Saat ini harga jual TBS di tingkat petani naik, tetapi masih jauh dari harapan. Kementerian Perdagangan menginginkan harga TBS tingkat petani Rp 2.000 per kilogram.
Oleh
ZULKARNAINI
·3 menit baca
BANDA ACEH, KOMPAS — Pembatasan ekspor minyak kelapa sawit mentah atau crude palm oil membuat daya serap pabrik terhadap tandan buah segar milik petani melemah. Dampak lain, harga tandan buah segar kelapa sawit milik petani jatuh. Namun, kini harga mulai naik.

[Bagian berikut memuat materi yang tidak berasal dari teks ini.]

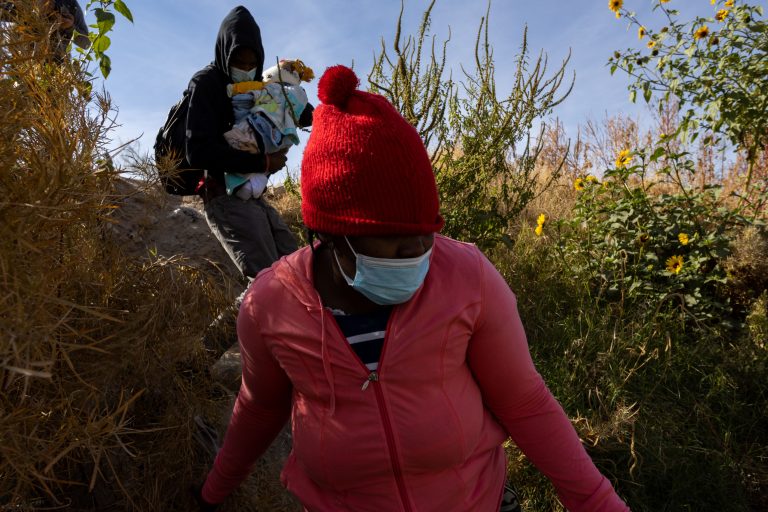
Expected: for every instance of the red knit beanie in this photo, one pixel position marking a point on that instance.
(365, 170)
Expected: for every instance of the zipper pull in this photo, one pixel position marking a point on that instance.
(373, 377)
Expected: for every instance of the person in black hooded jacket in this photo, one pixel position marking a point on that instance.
(251, 231)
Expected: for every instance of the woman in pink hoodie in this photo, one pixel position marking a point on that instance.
(397, 353)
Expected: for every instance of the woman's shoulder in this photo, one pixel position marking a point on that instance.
(290, 276)
(209, 76)
(455, 251)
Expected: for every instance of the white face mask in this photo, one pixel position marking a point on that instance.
(387, 281)
(239, 75)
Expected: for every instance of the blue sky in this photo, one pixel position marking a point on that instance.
(154, 58)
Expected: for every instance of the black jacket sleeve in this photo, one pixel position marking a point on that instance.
(305, 119)
(7, 11)
(208, 117)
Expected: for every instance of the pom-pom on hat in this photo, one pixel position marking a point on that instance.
(365, 170)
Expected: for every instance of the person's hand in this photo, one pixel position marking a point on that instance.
(276, 161)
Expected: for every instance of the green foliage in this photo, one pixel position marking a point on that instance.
(674, 416)
(100, 41)
(715, 67)
(473, 136)
(653, 240)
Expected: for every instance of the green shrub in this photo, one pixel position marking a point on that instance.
(482, 154)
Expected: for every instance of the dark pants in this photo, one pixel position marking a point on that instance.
(252, 232)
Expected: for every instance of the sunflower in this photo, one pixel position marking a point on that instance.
(623, 159)
(701, 32)
(615, 6)
(675, 264)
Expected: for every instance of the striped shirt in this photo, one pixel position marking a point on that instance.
(365, 334)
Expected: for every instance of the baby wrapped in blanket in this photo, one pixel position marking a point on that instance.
(266, 119)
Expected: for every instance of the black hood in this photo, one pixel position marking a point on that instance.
(238, 30)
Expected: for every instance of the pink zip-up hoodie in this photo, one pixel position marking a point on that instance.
(425, 433)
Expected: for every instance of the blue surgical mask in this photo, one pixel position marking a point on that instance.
(387, 281)
(238, 75)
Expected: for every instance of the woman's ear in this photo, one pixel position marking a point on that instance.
(325, 239)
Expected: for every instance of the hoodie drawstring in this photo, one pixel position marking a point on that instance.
(326, 358)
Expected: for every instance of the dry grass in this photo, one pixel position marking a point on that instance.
(101, 365)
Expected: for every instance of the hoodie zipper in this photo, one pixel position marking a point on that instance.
(373, 378)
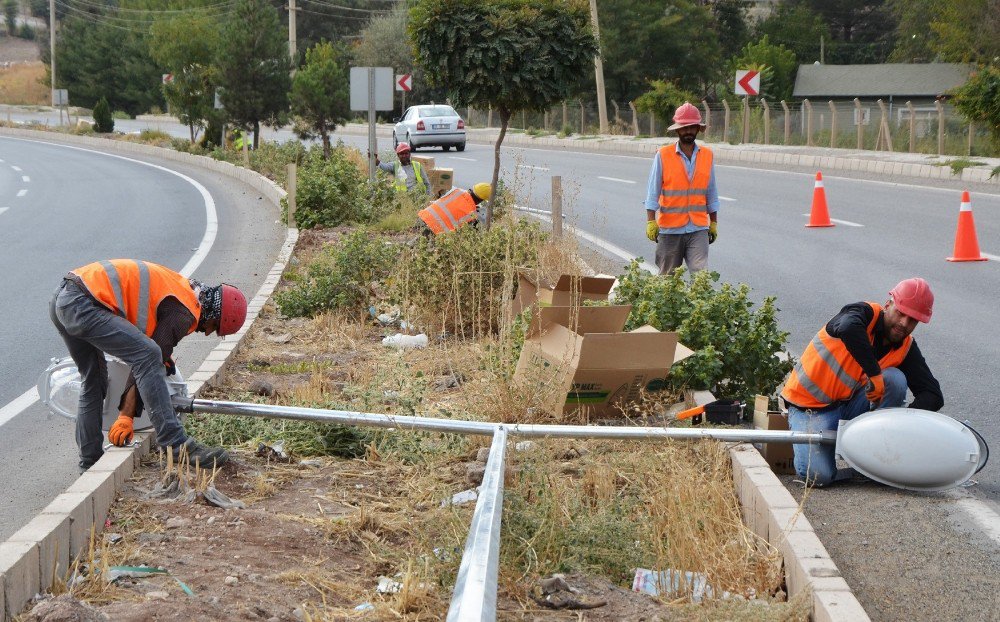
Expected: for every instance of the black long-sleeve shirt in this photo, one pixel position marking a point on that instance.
(851, 327)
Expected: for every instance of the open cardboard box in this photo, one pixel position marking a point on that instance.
(778, 455)
(569, 291)
(595, 368)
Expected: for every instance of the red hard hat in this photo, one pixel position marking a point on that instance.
(914, 298)
(686, 115)
(234, 310)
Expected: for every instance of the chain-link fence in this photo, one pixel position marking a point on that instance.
(934, 127)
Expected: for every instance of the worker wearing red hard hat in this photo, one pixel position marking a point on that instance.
(682, 201)
(864, 358)
(409, 175)
(137, 311)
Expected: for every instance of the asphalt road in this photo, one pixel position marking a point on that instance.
(66, 207)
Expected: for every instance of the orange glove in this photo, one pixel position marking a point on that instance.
(875, 388)
(120, 433)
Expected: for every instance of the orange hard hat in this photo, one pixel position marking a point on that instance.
(686, 115)
(234, 310)
(914, 298)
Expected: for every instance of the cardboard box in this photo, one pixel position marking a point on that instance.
(595, 372)
(441, 180)
(778, 455)
(569, 291)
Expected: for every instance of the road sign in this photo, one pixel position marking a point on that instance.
(382, 84)
(747, 82)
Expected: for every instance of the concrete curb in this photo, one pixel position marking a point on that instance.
(774, 515)
(45, 547)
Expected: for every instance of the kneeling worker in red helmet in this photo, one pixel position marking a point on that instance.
(863, 359)
(137, 311)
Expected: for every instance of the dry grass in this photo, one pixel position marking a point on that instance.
(24, 84)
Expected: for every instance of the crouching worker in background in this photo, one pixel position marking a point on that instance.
(455, 209)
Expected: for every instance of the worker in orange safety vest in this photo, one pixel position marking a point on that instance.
(137, 311)
(864, 358)
(682, 201)
(455, 209)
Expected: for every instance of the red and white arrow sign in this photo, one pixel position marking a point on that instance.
(747, 82)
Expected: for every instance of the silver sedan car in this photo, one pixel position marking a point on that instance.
(430, 125)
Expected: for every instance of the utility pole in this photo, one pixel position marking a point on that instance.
(602, 108)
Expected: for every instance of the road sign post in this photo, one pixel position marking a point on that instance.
(371, 90)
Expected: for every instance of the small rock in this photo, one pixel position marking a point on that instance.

Ketua Asosiasi Petani Kelapa Sawit Indonesia Kabupaten Aceh Utara Kastabuana yang dihubungi pada Rabu (27/7/2022) mengatakan, harga jual tandan buah segar di tingkat petani di Aceh pada Rabu Rp 1.250 per kilogram, naik dari Rp 1.150 per kilogram pada Minggu, 24 Juli 2022.
Kenaikan harga TBS di tingkat petani dinilai dampak positif dari kunjungan kerja Presiden Joko Widodo ke China. Pemerintah China menyampaikan siap menampung 1 juta ton CPO dari Indonesia.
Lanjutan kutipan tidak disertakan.